As an aside my father was also made Director of Disciplemaking. This office was one with a portfolio however he was never in service for this position nor was he ever guided to initiate projects nor was he ordered to commence projects for disciplemaking. He was placed into a position that was simply worthless. Keep this in your back pocket.


Timmy’s eldest son soon became a student of my parents. Now I could tell you a thousand theories of why he didn’t like my mother. Frankly, time has erased most of my sense of the situation. I think what it boiled down to was this. 1. He didn’t like my mom’s style of teaching. He had to participate in the conversations and he wasn’t up on stage like in the youth group that his parents controlled. No. He was now a participant and not a star. 2. It was a personality conflict. Regardless of this a mild flareup occurred one day. I forgot what it was over. Obviously it was enough to cause a row.

My parents were basically told they would now be co-teaching that class and the parents were now co-teachers. They were not told when this would occur. But at that point I began to dread going to Sunday School. The volunteers had arrived before my parents and my brother and myself before we had arrived. Looking back it was purely a political show of force.

Welcome to your classroom, Mr. & Mrs. Hovey. We brought treats.

At that point things were starting to get dicey. I was peeved at the church. And my anger was only beginning. Soon my mother was offered a position to be Superintendent of the Sunday School or something similar to that. She accepted the position without it being made clear to her that she was going to be replaced as the Sunday School teacher. Imagine her shock when a lady was present in the room with these earlier co-teachers now inducted into the faculty. It wasn’t pretty. My mother was devastated. I was ready to leave the church for good. Power plays were taking place and a new political agenda was being written at this baptist church. And my family was being pushed aside softly.

Again, I was challenging my parents. Why should we stay at a place that cannot respect us? Finally after a month of me not wanting to go. My parents finally agreed that this was no longer the right place for them. The church begged for them to stay. Thankfully, they did not listen. The pastor called them up and wanted to hear why. They told the truth. My parents were the begining of a second wave of an exodus from there. However, it wasn’t just Timmy’s family. It was jobs (transfers), lack of jobs in the area, and other factors.

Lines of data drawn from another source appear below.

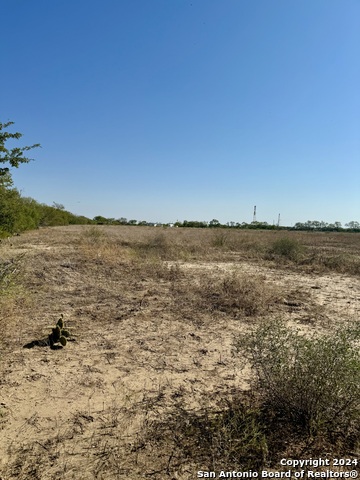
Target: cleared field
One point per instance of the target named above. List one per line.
(155, 315)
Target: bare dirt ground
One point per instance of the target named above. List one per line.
(143, 342)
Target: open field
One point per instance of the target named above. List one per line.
(155, 315)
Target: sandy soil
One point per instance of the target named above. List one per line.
(78, 412)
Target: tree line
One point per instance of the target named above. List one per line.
(18, 213)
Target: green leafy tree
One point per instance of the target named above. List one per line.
(12, 157)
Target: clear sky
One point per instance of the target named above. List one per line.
(166, 110)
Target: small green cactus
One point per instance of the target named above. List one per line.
(59, 334)
(61, 321)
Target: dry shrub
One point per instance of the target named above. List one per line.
(210, 439)
(310, 385)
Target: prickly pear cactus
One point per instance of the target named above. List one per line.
(59, 334)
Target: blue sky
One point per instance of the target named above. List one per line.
(166, 110)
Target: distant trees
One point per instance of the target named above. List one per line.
(18, 213)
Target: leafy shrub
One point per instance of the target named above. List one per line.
(313, 384)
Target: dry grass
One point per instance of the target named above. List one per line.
(151, 387)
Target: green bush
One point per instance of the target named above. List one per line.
(312, 383)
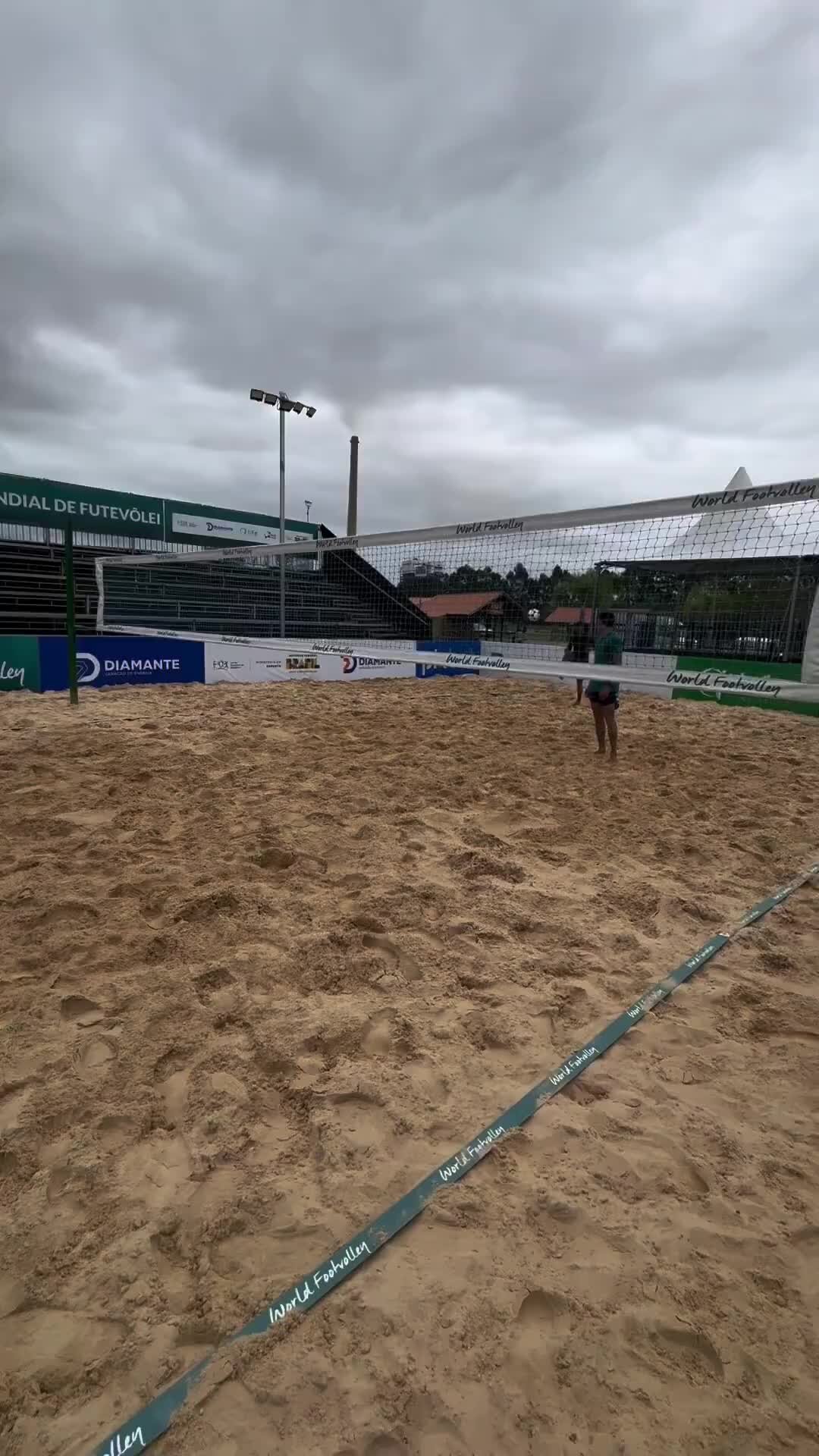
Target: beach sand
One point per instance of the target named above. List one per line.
(270, 954)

Finally, a referendum was held at the church sometime in 2011 or 2010 and it was on the subject of Calvinism. Now Baptist doctrine is all over the place regarding Calvinism. This church was a member of the Southern Baptist Convention but its culture was that of an independent Baptist church. When this referendum was held the church voted that Calvinism would not be endorsed nor upheld in their statement of faith. From what I heard Timmy and his family left without fanfare.

Conclusion: Do not think that this is a play-by-play of what happened. I don’t remember it all for these reasons. Number one, my life has been so much better since then. I don’t miss much of those people. Number two, I’ve been to better churches. And number three, my parents and I really have moved on mentally, spiritually, etc….

These unpleasant affairs did damage my views on church. I don’t really particular enjoy going anymore. I think Christian Churches ought never be organized. Pastors should be cycled in and out and elected by the congregation. Furthermore, they should be bi-vocational. Positions of deacon and elder ought to be fragile and these positions should be accountable to both the congregation and the pastor. Power corrupts, and absolute power corrupts absolutely. I think a tired pastor made some serious mistakes deputizing a family who’s likely ambitions were to gain control of the senior pastor’s position and transform the place into a quasi-cult. It was well on the way of becoming like this. I hardly see members of Timmy and his family. When I do I oftentimes don’t say anything to them. There is nothing to say.